Step-by-step migration paths from TFLite Micro, TensorRT, and NMC 0.8.x to NMC 0.9.x on neuromorphic silicon.

Migrating from TFLite Micro

TFLite Micro runs int8-quantized dense inference on Cortex-M. NMC replaces the quantized model with a spike-coded equivalent, and the TFLite Micro runtime with nrm_runtime.h. Accuracy delta is typically −1 to −2% in exchange for a 47–83× inference/Watt improvement.

1
Export your model from PyTorch (not TFLite)

NMC accepts PyTorch TorchScript or ONNX — not .tflite. If your current pipeline starts from TFLite, export your float32 PyTorch source model using torch.jit.trace before compiling with NMC.

2
Replace tflite_micro_runner with nrm_step

Remove the TFLite Micro include headers, arena allocator, and interpreter setup. Replace with nrm_arena_init + nrm_load + nrm_step. The event loop structure is similar: both run one inference per timestep.

3
Replace tensor I/O with spike I/O

TFLite Micro reads/writes tensors directly; NMC uses the HAL spike bus. Convert your sensor data to spike-encoded format using neurmorph.encode in Python, or the bundled C encoder nrm_encode.h.

Migrating from TensorRT

TensorRT runs FP16/INT8 dense inference on NVIDIA GPUs. NMC targets neuromorphic silicon at a fraction of the power draw. The migration path is similar to TFLite, but the model sizes and deployment architecture differ significantly.
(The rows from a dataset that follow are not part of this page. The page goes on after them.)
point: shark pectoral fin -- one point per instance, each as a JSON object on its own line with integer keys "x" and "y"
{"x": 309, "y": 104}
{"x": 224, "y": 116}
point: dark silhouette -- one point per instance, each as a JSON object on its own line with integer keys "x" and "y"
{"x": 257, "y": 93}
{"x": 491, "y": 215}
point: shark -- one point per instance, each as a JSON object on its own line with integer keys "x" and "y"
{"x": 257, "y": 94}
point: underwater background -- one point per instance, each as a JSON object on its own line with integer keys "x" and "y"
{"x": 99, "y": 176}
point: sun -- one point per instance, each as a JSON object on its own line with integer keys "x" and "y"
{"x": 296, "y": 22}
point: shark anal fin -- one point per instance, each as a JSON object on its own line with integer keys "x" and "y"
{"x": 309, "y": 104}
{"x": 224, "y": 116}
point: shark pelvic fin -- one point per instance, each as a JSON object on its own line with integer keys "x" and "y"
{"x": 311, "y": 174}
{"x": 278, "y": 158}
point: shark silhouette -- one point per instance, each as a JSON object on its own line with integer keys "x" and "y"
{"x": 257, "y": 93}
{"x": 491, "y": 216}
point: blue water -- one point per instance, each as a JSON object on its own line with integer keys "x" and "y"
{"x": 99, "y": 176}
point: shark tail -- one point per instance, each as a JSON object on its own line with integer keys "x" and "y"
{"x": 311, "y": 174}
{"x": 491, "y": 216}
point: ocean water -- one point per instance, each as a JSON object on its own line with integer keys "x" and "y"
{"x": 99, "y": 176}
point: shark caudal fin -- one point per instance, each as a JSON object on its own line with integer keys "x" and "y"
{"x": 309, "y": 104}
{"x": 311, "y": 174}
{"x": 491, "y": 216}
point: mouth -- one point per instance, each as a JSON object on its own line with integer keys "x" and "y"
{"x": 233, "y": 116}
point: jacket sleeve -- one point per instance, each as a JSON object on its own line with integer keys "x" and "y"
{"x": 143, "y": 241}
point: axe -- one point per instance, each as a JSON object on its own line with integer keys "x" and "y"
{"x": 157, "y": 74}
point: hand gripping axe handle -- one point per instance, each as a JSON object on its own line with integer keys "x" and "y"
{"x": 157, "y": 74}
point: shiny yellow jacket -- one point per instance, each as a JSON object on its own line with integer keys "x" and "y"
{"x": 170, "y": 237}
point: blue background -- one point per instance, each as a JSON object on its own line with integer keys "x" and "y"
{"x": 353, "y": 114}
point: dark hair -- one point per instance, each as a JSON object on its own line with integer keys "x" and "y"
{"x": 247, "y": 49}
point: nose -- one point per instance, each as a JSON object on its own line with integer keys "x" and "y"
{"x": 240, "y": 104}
Key differences to plan for:

  • TensorRT model size is typically 5–15 MB; NMC .snn binaries are 80–200 KB for equivalent models.
  • TensorRT requires CUDA environment; NMC runtime is C99 with no OS dependency.
  • Latency characteristics invert: TensorRT is fast with batching, NMC is faster at batch size 1 (single sensor event).

Migrating from NMC 0.8.x

NMC 0.9.x introduces breaking changes to the Python SDK and the runtime C API. The .snn binary format is not backward compatible with 0.8.x binaries — recompile all models.

Common migration issues

  • Accuracy below expected: Run nmc calibrate with a larger representative dataset. The default 512-sample calibration may be insufficient for models trained on highly varied input distributions.
  • SRAM overflow on deploy: Check nmc inspect output for total SRAM estimate. If it exceeds the target's internal SRAM, apply dead-spike elimination with a stricter threshold using --dse-threshold 0.05.
  • HAL spike bus not draining: Check that hal_spike_read returns the actual number of spikes read, not always 0. A return value of 0 causes the runtime to stall indefinitely.
  • Latency higher than benchmarks: Confirm hal_power_mode(ACTIVE) is called before the first nrm_step. Many default HAL implementations leave the chip in SLEEP at startup.